Plaignant
Yves Deslauriers
Mis en cause
Daniel Sucar, journaliste
L’hebdomadaire Métro LaSalle
Métro Média
Résumé de la plainte
Yves Deslauriers dépose une plainte le 8 décembre 2020 au sujet de l’article « Restaurant owners call out language police » du journaliste Daniel Sucar publié dans l’hebdomadaire Métro LaSalle, le 11 novembre 2020. Le plaignant déplore de la partialité, un manque d’équilibre, des informations incomplètes et un correctif insuffisant.
CONTEXTE
L’article rapporte le mécontentement de la propriétaire de la Crémerie Think Sunshine, située dans l’arrondissement LaSalle, et du copropriétaire du restaurant de la chaîne Kitchen 73 située à Rivière-des-Prairies concernant la visite d’inspecteurs de l’Office québécois de la langue française (OQLF) dans leur établissement, à la suite de plaintes. L’un des restaurateurs déplore ces inspections alors que l’industrie de la restauration fait déjà face aux exigences sanitaires liées à la pandémie de COVID-19. L’article fait également état d’une pétition demandant l’abolition de l’OQLF qui a recueilli 16 000 signatures.
Analyse
GRIEFS DU PLAIGNANT
Grief 1 : partialité
Principe déontologique applicable
Qualités de l’information : « Les journalistes et les médias d’information produisent, selon les genres journalistiques, de l’information possédant les qualités suivantes : c) impartialité : absence de parti pris en faveur d’un point de vue particulier ». (article 9 c) du Guide de déontologie journalistique du Conseil de presse du Québec)
1.1 Language police
Le Conseil doit déterminer si l’expression « police de la langue » (« language police ») utilisée dans le titre et les passages suivants témoignent d’un parti pris des mis en cause en faveur d’un point de vue en particulier :
- « Des propriétaires de restaurant critiquent la police de la langue » (« Restaurant owners call out language police »);
- « Maintenant, une pétition pour abolir la police de la langue circule en ligne » (« Now, a petition to abolish the language police is making its rounds online »);
- « Ce n’est pas la première fois que Kitchen 73 a maille à partir avec la police de la langue » (« This isn’t the first time Kitchen 73 has sparred with the language police »);
- « La police de la langue n’a pas répondu à une demande d’entrevue » (« The language police did not respond to an interview request »).
Décision
Le Conseil de presse du Québec rejette le grief de partialité sur ce point.
Analyse
Le plaignant considère que l’expression « police de la langue » (« language police ») « dénote une partialité et un parti pris évident en défaveur de l’organisme et du mandat de celui-ci ». Il affirme qu’il « est de connaissance d’usage que cette dénomination est reprise par les détracteurs de l’Office ». Dans ce contexte, le fait que le journaliste utilise cette expression « dénote un mépris évident pour cet organisme gouvernemental et teinte fortement le contenu de l’article », selon lui.

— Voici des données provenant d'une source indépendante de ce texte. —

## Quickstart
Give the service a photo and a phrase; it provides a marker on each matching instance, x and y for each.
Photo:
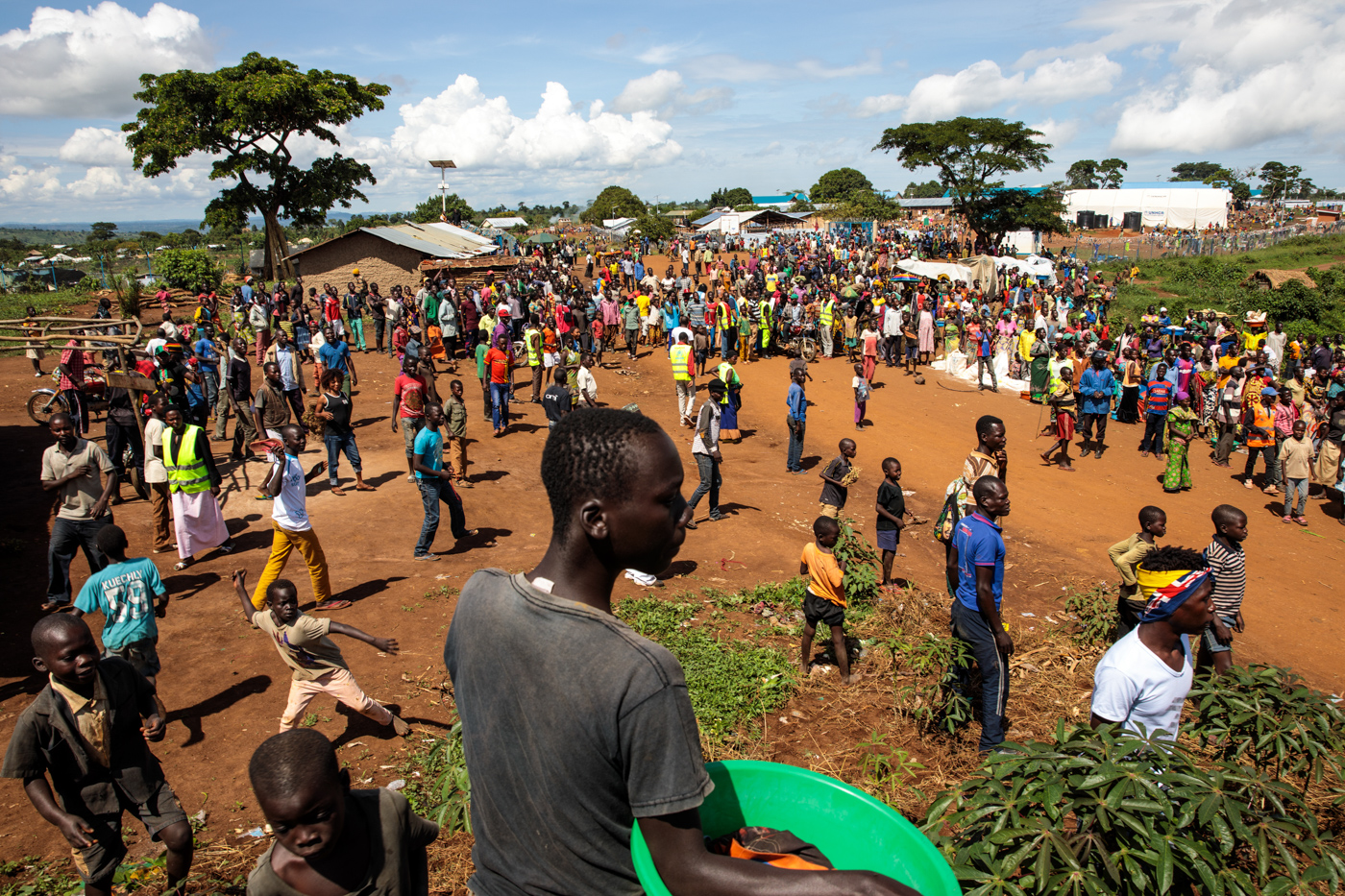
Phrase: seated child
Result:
(329, 837)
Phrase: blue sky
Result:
(549, 103)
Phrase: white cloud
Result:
(665, 93)
(870, 107)
(23, 184)
(87, 63)
(96, 147)
(982, 85)
(1243, 73)
(481, 132)
(1058, 133)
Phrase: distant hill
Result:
(76, 233)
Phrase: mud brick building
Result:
(387, 255)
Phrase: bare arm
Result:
(241, 588)
(71, 826)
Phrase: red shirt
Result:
(409, 395)
(498, 365)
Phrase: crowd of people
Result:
(574, 724)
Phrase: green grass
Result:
(730, 682)
(1216, 281)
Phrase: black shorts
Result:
(819, 610)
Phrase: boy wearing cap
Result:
(1096, 386)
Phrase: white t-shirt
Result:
(1136, 688)
(291, 507)
(155, 470)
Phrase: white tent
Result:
(1173, 207)
(937, 269)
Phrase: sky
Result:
(550, 103)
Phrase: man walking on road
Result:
(705, 449)
(977, 566)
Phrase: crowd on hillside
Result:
(550, 689)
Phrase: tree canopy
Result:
(433, 207)
(246, 116)
(614, 202)
(730, 197)
(1087, 174)
(1194, 170)
(837, 184)
(971, 155)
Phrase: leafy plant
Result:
(729, 682)
(185, 268)
(1095, 610)
(931, 695)
(1113, 812)
(863, 569)
(448, 795)
(884, 768)
(1268, 717)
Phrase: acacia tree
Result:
(970, 155)
(246, 117)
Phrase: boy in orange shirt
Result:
(824, 597)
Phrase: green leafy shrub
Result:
(185, 268)
(730, 682)
(1109, 812)
(1268, 717)
(863, 572)
(930, 694)
(1095, 611)
(444, 791)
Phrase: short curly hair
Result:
(591, 453)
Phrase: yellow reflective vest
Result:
(185, 472)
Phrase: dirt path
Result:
(226, 688)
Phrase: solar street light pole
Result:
(443, 186)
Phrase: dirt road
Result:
(226, 688)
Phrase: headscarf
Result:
(1163, 593)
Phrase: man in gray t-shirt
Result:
(574, 725)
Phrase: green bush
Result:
(185, 268)
(730, 682)
(1268, 717)
(1103, 812)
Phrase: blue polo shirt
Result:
(797, 403)
(429, 446)
(1093, 381)
(979, 544)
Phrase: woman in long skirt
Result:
(1181, 429)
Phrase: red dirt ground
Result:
(226, 688)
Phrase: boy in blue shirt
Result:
(977, 566)
(128, 593)
(432, 478)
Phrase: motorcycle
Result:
(46, 402)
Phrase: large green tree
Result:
(730, 197)
(614, 202)
(970, 157)
(434, 206)
(246, 117)
(838, 183)
(1194, 170)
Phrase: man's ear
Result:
(592, 519)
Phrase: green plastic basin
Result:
(850, 828)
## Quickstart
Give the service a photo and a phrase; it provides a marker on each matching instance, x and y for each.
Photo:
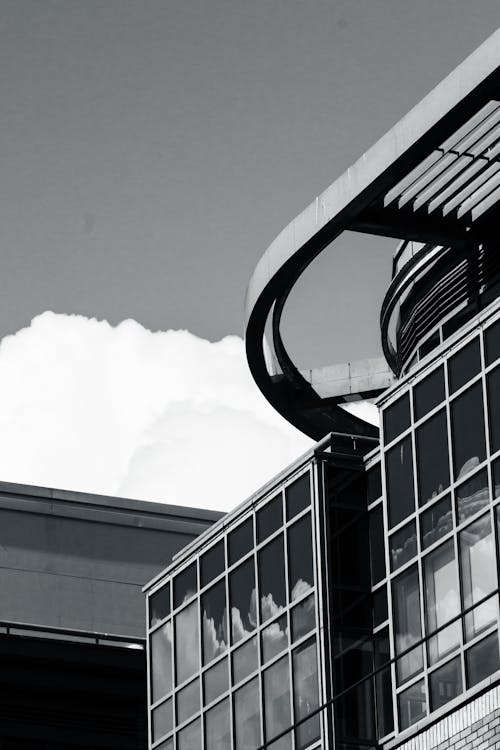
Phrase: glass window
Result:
(218, 727)
(408, 630)
(245, 660)
(396, 418)
(269, 518)
(215, 681)
(276, 687)
(243, 600)
(240, 541)
(159, 605)
(185, 585)
(187, 641)
(442, 600)
(247, 716)
(161, 661)
(214, 619)
(300, 564)
(305, 693)
(399, 475)
(297, 496)
(403, 545)
(467, 423)
(428, 393)
(212, 563)
(436, 522)
(445, 683)
(432, 457)
(479, 578)
(482, 660)
(464, 365)
(272, 579)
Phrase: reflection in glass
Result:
(187, 643)
(432, 457)
(247, 716)
(300, 564)
(161, 661)
(442, 600)
(214, 619)
(467, 423)
(217, 727)
(243, 600)
(272, 579)
(479, 577)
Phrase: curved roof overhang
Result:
(434, 179)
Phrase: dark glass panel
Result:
(472, 496)
(481, 660)
(240, 541)
(411, 705)
(433, 469)
(303, 618)
(161, 661)
(247, 716)
(403, 545)
(479, 578)
(218, 727)
(396, 418)
(297, 496)
(428, 393)
(269, 518)
(305, 693)
(300, 563)
(187, 643)
(377, 545)
(464, 365)
(212, 563)
(185, 585)
(274, 638)
(214, 622)
(467, 423)
(243, 600)
(399, 475)
(436, 522)
(245, 660)
(445, 683)
(159, 605)
(272, 579)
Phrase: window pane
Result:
(432, 457)
(214, 619)
(467, 423)
(277, 698)
(396, 418)
(428, 393)
(403, 545)
(300, 565)
(436, 522)
(478, 574)
(247, 716)
(464, 365)
(305, 697)
(297, 496)
(217, 727)
(272, 579)
(445, 683)
(243, 600)
(187, 640)
(442, 600)
(161, 661)
(399, 475)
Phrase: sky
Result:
(151, 150)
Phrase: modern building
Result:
(353, 602)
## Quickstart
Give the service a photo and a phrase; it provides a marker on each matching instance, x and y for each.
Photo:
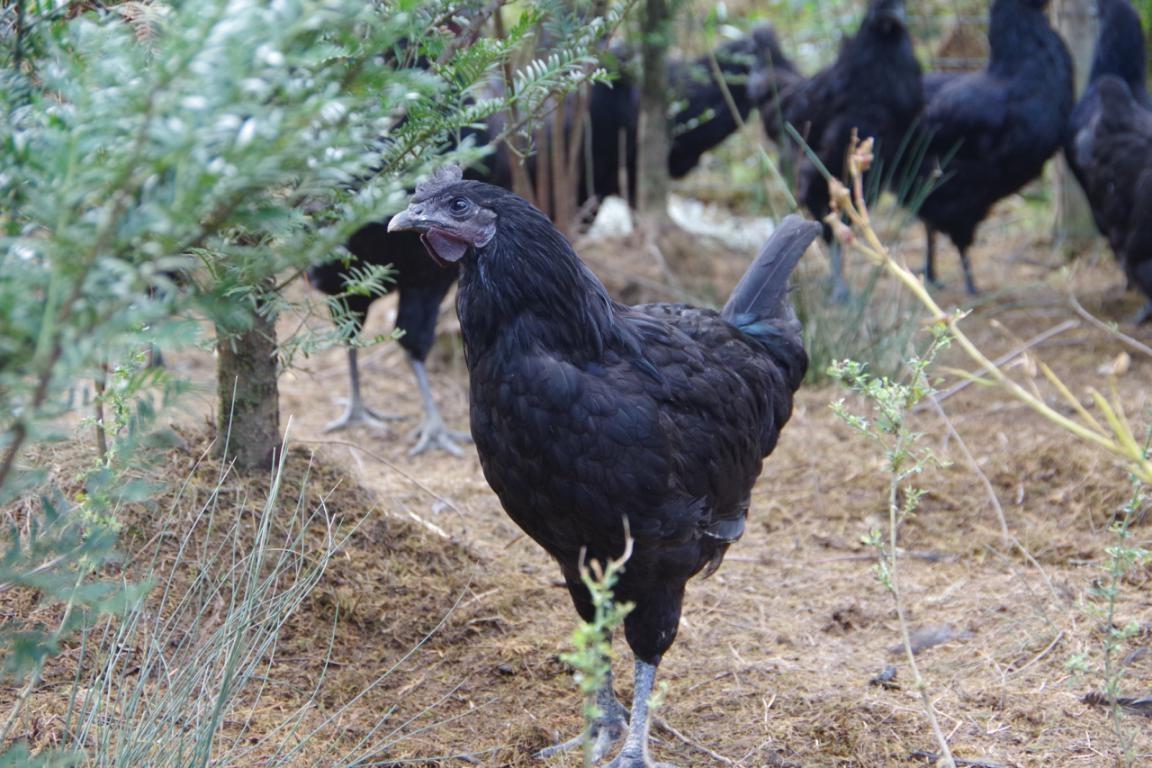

Le journaliste indique que l’expression « police de la langue » « était [sa] façon de présenter succinctement les responsabilités de l’Office ». (« It was my way of succinctly presenting the responsibilities of the office ») Il note qu’il s’agit également d’une expression familière pour les anglophones et qu’elle est utilisée couramment par les médias de langue anglaise.
Pour appuyer cette affirmation, le journaliste met en preuve des articles publiés par CBC News, CTV News et Montreal Gazette dans lesquels on fait référence à l’OQLF en utilisant l’expression « police de la langue ».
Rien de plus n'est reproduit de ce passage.